Androjen ablasyonu ile prostatın tipik sekretuar hücreleri sayıca %90 oranında azalır,
hacimce %80 küçülerek küboidal hale gelir ve hücre yüksekliği %60 azalır.
Stromal kompartmanda α -adrenerjik reseptörler bulunmaktadır.
Prostat Büyümesinin Endokrin Kontrolü
Prostatın büyüme ve gelişmesini, sekretuar fonksiyonunu uyaran hormon ve büyüme faktörlerinin başında testosteron gelmektedir. Testosteron, testislerdeki Leydig hücrelerinde pregnenolondan bir dizi geri dönüşümlü reaksiyon ile sentezlenir ve prostatta 5α-redüktaz enzimi tarafından, daha aktif bir androjen olan dihidrotestosterona (DHT) dönüştürülür. Testosteron periferde aromataz enzimi ile östrojenlere çevrilebilir. Testosterondan DHT ve östrojen üretimi geri dönüşümsüzdür
Prostatın endokrinolojik fizyolojisi kapsamında, hipotalamustan LHRH [gonadotropin-salgılatıcı hormon (GnRH)] olarak adlandırılan bir dekapeptit salgılanmaktadır. LHRH uyarısı altında hipofiz, lüteinize edici hormon (LH) salgılar. LH testislere taşınır ve Leydig hücreleri üzerinde doğrudan etki göstererek de-novo steroid sentezini ve testosteronun salgılanmasını uyarır. Testosteron vücudun majör serum androjenidir.
Erkekteki östrojenlerin çoğu, androjenlerin aromatizasyon yoluyla periferik dokularda östrojenlere dönüştürülmesiyle üretilir. Dietilstilbestrol (DES) gibi ekzojen östrojenler, prostat üzerinde direkt etki göstermeden, indirekt yolla hipofiz fonksiyonunu bloke etmek suretiyle, androjen etkisini bloke eder. Östrojen LH üzerinde negatif “feedback” etkisi gösterir ve böylece testisküler testosteron üretimi için serum sinyalini azaltır. Böylece, östrojen etkin bir kimyasal kastrasyona neden olur
Testosterona ek olarak, adrenal bezler de zayıf bir androjen olan androstenedionu üretir. Bu majör bir yolak olmayıp, insanda ve hayvanda, kastrasyon prostatın neredeyse komplet involusyonuna yol açar.

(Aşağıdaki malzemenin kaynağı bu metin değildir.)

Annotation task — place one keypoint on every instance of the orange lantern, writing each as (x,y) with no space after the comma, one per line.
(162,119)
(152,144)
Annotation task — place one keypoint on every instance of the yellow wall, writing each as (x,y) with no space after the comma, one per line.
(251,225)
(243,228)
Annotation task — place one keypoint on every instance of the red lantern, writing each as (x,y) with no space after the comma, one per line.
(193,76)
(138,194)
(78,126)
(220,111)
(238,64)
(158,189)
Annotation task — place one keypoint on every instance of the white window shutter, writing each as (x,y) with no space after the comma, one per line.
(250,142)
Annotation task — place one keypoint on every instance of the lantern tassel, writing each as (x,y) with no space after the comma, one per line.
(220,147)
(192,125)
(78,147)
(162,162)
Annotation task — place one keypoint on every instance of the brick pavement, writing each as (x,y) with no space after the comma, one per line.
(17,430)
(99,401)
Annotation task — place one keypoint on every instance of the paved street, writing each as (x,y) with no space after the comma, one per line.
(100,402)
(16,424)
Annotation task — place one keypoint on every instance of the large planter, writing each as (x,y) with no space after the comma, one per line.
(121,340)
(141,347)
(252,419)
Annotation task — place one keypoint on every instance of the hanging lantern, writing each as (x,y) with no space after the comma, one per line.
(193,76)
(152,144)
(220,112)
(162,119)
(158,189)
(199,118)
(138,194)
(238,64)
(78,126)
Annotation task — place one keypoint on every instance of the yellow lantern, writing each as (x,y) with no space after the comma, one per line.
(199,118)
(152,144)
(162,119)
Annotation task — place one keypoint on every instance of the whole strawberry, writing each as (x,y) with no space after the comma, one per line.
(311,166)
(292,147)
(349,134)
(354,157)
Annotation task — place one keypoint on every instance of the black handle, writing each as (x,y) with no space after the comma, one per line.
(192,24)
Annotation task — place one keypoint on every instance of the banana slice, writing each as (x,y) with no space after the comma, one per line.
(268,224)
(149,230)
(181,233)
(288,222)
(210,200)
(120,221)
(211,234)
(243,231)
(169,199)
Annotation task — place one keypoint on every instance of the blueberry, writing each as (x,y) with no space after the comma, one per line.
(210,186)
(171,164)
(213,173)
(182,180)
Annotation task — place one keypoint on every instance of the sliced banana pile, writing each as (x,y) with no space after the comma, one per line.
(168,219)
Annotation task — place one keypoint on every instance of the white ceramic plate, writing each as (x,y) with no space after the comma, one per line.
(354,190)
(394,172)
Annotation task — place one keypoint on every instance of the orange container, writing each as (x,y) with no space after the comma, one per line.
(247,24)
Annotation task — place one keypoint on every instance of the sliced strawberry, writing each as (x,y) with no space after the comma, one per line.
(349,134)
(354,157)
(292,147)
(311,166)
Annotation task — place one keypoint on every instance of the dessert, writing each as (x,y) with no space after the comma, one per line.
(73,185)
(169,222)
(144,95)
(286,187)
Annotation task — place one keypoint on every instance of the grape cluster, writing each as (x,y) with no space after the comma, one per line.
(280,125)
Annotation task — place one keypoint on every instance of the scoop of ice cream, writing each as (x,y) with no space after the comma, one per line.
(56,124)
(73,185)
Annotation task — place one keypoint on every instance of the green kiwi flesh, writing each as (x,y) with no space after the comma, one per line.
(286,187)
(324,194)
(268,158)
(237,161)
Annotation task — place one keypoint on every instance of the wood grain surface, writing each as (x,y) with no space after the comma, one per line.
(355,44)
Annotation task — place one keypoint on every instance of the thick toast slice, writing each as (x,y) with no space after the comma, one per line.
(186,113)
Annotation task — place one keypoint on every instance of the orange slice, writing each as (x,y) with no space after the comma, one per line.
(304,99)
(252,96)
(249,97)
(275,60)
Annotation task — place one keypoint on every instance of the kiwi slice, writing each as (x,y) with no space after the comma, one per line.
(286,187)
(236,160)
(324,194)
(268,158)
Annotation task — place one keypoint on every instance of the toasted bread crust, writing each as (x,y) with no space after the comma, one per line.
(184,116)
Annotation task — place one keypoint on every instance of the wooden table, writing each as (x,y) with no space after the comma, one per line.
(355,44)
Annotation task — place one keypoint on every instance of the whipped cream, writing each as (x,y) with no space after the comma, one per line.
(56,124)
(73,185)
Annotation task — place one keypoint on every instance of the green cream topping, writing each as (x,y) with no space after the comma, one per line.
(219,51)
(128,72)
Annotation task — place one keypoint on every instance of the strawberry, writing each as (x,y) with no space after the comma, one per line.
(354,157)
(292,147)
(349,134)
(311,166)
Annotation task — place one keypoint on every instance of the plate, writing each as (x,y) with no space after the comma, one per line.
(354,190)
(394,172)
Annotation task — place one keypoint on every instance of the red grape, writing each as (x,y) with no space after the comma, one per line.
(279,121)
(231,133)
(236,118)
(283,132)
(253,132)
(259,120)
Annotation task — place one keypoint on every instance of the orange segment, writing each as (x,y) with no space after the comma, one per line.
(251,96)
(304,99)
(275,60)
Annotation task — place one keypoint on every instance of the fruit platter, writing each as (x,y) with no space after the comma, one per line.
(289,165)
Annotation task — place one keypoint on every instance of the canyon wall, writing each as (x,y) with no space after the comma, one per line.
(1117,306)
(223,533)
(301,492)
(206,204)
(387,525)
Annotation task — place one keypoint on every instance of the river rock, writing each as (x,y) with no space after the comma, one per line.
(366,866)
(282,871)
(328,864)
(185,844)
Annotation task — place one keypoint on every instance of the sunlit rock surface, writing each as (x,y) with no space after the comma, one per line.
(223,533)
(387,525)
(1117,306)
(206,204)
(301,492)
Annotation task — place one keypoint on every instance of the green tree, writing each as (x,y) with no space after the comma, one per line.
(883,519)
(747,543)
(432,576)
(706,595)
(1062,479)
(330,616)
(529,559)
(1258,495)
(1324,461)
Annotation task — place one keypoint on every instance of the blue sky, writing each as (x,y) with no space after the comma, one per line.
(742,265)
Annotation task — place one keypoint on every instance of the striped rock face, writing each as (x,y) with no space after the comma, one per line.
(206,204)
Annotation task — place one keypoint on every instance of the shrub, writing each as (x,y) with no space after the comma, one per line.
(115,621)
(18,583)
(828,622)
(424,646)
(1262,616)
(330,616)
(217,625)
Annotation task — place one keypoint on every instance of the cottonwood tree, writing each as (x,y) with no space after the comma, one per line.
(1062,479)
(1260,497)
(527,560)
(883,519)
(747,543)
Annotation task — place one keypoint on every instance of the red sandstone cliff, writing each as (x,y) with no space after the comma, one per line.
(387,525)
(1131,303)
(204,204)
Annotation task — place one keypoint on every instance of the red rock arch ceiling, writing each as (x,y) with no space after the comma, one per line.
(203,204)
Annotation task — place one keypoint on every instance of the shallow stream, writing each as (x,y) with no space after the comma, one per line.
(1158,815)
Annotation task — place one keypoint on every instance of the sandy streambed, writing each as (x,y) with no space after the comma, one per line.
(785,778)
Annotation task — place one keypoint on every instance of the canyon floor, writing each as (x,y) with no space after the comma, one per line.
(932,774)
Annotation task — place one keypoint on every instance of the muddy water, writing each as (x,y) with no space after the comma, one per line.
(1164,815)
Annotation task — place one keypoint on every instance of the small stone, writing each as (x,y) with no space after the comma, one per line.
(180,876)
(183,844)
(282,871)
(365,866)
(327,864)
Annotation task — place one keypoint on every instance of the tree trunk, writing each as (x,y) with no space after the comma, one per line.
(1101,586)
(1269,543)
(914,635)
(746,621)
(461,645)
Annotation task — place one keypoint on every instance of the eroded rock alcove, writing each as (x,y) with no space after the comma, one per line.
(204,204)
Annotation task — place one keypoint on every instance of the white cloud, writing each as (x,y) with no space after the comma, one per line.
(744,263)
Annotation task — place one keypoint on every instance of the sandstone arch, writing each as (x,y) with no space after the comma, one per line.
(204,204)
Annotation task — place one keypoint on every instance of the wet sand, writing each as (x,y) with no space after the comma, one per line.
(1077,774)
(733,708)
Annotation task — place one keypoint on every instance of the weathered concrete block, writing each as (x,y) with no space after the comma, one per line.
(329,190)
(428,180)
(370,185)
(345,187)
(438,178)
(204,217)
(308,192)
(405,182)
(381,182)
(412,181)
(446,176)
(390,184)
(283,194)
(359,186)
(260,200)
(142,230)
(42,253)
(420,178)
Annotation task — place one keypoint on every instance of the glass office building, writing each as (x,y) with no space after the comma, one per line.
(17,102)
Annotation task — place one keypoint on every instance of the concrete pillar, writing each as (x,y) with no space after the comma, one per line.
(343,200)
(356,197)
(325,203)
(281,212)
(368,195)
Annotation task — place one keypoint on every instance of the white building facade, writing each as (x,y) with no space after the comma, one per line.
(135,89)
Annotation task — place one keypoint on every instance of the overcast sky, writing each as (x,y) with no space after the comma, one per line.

Dolayısıyla, normal prostat dokusunun büyümesi için adrenal androjenler tek başına yetersizdir. Testosteron gibi, androstenedion da periferik dokularda aromatizasyon yoluyla östrona çevrilebilir. Non-testiküler minör androjen kaynağının varlığı ilerlemiş prostat kanserinin tedavisi için total androjen blokajı kavramına yol açmıştır. Bu kavram dahilinde, bir LHRH agonisti ve nonsteroid yapıda bir otoantijenin kombinasyonu yoluyla, testosteron üretimini elimine etmek ve adrenal bez kaynaklı prostata yönelik herhangi bir androjen stimülasyonunu bloke etmek amaçlanır.